Is there any faster way to achieve the above functionality to read the file and create the datatable for bulk insert? So that I should not get memory out of index exception.
Thanks in advance.
Solution with SqlBulkCopy.WriteToServer and IDataReader. I'm using CSV, but I hope it will easy to modify for other types.
SqlBulkCopy
uses just 3 things fromIDateReader
and we have to implement them:public int FieldCount {get; }
public bool Read()
public object GetValue(int i)
All other properties and methods can be unimplemented. Interesting paper about SqlBulkCopy. Full code: https://dotnetfiddle.net/giG3Ai. Here is with cutted version:
I found forgetting a DataTable and using plain old SQLClient on a row-by-row basis was quicker. Simpler too. This also beat a streaming SQL function that was supposedly the fastest way to get data in a SQL Server DB.

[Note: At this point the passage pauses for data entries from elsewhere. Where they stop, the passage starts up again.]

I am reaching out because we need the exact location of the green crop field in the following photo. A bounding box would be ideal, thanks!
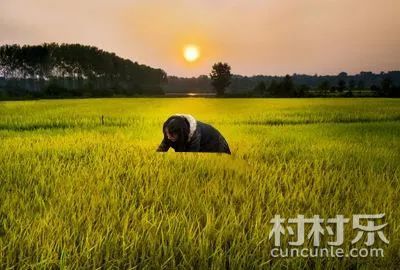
[0,98,400,269]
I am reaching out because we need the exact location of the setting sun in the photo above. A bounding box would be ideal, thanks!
[183,45,200,62]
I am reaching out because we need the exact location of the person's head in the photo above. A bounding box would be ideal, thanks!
[163,116,190,151]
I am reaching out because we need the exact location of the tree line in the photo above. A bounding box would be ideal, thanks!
[0,43,167,98]
[165,71,400,97]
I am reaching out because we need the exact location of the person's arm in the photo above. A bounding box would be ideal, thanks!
[157,137,171,152]
[186,131,201,152]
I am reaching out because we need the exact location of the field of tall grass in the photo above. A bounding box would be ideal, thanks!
[0,98,400,269]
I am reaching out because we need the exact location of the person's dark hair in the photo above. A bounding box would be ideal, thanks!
[163,116,190,152]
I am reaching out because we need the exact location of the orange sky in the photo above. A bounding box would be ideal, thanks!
[0,0,400,76]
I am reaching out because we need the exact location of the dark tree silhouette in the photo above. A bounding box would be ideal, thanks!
[0,43,167,97]
[210,62,232,96]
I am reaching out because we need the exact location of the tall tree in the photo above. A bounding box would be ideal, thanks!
[210,62,232,96]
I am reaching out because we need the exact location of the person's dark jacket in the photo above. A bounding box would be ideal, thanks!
[157,114,231,154]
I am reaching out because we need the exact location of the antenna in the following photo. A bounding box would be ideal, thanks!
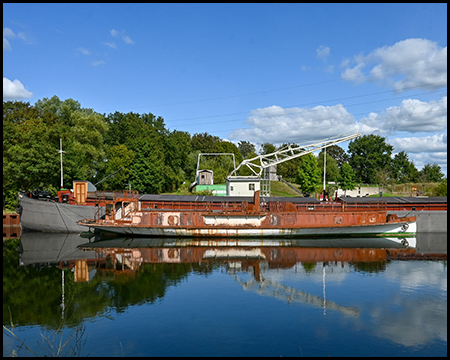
[58,138,65,189]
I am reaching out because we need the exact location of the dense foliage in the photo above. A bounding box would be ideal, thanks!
[3,96,444,208]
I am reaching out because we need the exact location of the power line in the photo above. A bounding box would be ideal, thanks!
[165,87,441,125]
[102,59,447,109]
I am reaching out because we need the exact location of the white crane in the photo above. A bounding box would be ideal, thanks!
[229,133,361,177]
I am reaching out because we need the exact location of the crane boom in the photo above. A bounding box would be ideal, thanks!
[230,133,361,177]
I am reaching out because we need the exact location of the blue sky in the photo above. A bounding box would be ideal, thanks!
[3,4,447,174]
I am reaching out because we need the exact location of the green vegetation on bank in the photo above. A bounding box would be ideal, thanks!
[3,96,447,210]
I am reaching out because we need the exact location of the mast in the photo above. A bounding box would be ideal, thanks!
[58,138,65,189]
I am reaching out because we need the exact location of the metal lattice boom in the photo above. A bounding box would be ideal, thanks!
[230,133,361,177]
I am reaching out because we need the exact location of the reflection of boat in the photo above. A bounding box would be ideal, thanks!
[78,238,415,267]
[80,237,416,249]
[78,190,416,237]
[20,231,95,265]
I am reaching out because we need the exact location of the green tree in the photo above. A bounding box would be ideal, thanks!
[277,143,302,182]
[130,141,165,194]
[238,141,256,159]
[327,145,348,168]
[297,154,320,194]
[35,95,82,126]
[317,149,339,181]
[348,134,394,183]
[259,142,277,155]
[375,167,395,190]
[420,163,444,182]
[431,179,447,196]
[102,145,134,190]
[391,151,419,183]
[63,110,108,181]
[3,102,62,196]
[338,163,357,195]
[191,132,220,153]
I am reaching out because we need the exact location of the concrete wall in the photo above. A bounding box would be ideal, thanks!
[414,211,447,233]
[330,186,387,197]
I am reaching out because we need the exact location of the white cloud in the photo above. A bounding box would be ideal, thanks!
[3,77,33,100]
[3,28,16,51]
[3,38,11,50]
[77,47,91,56]
[103,43,117,49]
[359,96,447,134]
[389,132,447,153]
[3,28,16,39]
[316,45,330,58]
[342,38,447,92]
[111,29,134,45]
[91,60,106,66]
[228,104,357,144]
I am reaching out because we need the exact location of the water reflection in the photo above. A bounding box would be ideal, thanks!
[3,233,447,355]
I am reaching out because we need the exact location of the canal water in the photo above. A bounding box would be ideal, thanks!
[3,233,447,356]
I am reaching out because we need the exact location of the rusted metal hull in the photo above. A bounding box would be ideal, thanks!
[78,191,416,238]
[79,222,416,238]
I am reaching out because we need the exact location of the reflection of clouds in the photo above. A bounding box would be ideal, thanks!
[370,261,447,346]
[386,261,447,291]
[371,296,447,346]
[262,262,352,284]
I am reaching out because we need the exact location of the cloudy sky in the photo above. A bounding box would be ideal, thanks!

Try it and measure the speed, see if its fast enough for you. If it isn't you could always try to re-format the file (if necessary) and let SQL Server do the work for you using its Bulk Insert.
This is a lot of data to put in memory.
Instead of this you should do is every certain amount of rows you read from the text file - you need to insert it into the database.
How you do it is up to you, you can use SQL, or bulk copy - but keep in mind, you can't read the entire text file and keep it in memory, so do it in chunks.